Od początku tego roku na rynku obligacji zdecydowanie dominują banki. Wartość emisji ich papierów w styczniu i lutym przekroczyła już 1 mld zł, a do końca roku może zbliżyć się do 10 mld zł. W ubiegłym roku było to (po wyłączeniu obligacji drogowych BGK) 8,5 mld zł.
Łączne zadłużenie banków z tytułu emisji papierów dłużnych (łącznie z wcześniejszymi, niewykupionymi seriami) może przekroczyć 50 mld zł. W porównaniu z wielkością branży bankowej to jednak i tak niewiele.
Nowe regulacje
Banki emitują nowe obligacje, ale jednocześnie wykupują lub zapowiadają wykup starszych serii. Wykorzystują bowiem sytuację, by obniżyć koszt finansowania po spadku rynkowego oprocentowania. Za pieniądze pozyskane z nowych, niżej oprocentowanych emisji, wykupują stary, droższy w obsłudze dług. Przykładem jest choćby BOŚ.

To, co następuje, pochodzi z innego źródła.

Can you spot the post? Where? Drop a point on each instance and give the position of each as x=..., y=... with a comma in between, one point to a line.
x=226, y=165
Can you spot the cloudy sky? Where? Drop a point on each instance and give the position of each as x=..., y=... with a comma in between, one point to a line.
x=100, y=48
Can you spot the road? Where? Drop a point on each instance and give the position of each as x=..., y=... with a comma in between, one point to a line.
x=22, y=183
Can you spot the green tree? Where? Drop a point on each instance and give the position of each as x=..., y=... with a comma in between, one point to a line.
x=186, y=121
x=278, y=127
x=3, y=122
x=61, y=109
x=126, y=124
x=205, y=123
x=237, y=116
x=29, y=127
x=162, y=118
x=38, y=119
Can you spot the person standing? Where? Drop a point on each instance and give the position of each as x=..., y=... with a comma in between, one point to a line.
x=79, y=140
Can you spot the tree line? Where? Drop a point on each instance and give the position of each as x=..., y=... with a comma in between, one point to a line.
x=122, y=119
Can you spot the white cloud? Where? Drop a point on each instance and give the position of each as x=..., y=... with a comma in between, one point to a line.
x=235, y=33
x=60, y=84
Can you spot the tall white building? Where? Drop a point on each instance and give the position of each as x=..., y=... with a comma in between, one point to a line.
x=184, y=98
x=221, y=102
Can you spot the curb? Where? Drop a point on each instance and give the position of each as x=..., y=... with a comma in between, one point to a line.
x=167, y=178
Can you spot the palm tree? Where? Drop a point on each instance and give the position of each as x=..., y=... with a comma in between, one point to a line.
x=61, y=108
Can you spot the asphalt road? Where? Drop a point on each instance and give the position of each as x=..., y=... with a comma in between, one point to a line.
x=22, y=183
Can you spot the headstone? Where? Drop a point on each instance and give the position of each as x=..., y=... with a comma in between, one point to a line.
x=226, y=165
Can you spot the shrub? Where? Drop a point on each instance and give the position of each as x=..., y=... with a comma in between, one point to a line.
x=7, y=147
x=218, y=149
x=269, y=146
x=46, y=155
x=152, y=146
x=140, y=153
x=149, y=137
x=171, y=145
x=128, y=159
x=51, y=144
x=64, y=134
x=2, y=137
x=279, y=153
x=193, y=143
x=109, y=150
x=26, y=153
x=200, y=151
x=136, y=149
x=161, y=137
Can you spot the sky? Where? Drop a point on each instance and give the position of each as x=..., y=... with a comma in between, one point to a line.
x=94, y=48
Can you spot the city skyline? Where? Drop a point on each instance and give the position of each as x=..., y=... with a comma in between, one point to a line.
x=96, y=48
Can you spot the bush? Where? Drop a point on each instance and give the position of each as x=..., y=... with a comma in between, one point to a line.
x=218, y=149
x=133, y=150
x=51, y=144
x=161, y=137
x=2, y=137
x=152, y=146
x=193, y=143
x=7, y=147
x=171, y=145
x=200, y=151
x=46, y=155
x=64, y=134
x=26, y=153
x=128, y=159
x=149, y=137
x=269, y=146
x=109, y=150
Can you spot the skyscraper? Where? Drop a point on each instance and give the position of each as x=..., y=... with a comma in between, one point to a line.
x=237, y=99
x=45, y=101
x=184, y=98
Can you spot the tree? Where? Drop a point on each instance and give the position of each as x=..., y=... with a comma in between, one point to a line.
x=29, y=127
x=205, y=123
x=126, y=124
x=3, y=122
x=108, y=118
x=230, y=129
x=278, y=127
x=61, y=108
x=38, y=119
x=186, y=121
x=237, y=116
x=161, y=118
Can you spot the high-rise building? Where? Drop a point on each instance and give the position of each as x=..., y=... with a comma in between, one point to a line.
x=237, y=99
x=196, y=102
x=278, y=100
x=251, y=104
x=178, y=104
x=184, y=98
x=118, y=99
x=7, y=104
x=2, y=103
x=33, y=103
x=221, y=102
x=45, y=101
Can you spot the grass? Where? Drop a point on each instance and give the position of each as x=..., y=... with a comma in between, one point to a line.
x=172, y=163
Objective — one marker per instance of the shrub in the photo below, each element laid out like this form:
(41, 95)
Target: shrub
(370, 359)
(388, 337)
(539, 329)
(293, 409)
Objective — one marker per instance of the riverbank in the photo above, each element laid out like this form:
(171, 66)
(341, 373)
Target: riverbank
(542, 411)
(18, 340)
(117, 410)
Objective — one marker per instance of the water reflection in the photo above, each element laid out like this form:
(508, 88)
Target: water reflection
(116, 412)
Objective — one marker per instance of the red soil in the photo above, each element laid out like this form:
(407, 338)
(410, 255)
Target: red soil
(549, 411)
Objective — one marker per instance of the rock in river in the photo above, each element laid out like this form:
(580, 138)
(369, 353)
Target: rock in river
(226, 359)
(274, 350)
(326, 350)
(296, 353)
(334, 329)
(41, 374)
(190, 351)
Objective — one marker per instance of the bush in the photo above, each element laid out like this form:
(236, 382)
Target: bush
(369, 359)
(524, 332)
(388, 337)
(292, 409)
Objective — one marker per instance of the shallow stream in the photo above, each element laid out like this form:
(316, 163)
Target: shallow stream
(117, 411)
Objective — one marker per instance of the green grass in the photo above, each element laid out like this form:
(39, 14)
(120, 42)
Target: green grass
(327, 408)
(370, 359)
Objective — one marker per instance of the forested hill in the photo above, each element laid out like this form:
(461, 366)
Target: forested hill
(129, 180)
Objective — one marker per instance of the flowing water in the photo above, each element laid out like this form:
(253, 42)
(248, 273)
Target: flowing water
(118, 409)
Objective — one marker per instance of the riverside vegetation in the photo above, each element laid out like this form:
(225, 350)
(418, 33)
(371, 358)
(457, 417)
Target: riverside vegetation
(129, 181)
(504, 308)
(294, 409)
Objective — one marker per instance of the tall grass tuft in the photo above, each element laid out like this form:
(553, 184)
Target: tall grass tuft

Poza tym nowe regulacje dla sektora (Bazylea III) powodują, że banki coraz chętniej szukają finansowania długoterminowego. Komisja Nadzoru Finansowego oczekuje, że co najmniej 20 proc. portfela kredytów hipotecznych banków będzie finansowana papierami o długim terminie zapadalności. Może to w najbliższych latach przynieść emisję na kilkanaście miliardów złotych, a w dłuższym czasie na dziesiątki miliardów złotych.
Same banki niezbyt chętnie mówią o planowanych emisjach. Otwarcie o możliwie sporej emisji mówi BGK. Już zresztą w lutym wypuścił papiery na kwotę 500 mln zł. – Plany dalszych emisji w roku bieżącym uzależnione będą od kształtowania się warunków rynkowych oraz zapotrzebowania BGK na długoterminowe środki finansowe, w tym wynikającego z udziału banku w programie Polskie Inwestycje Rozwojowe – mówi Mariusz Grab, dyrektor Zarządzający Pionem Rynków Finansowych BGK.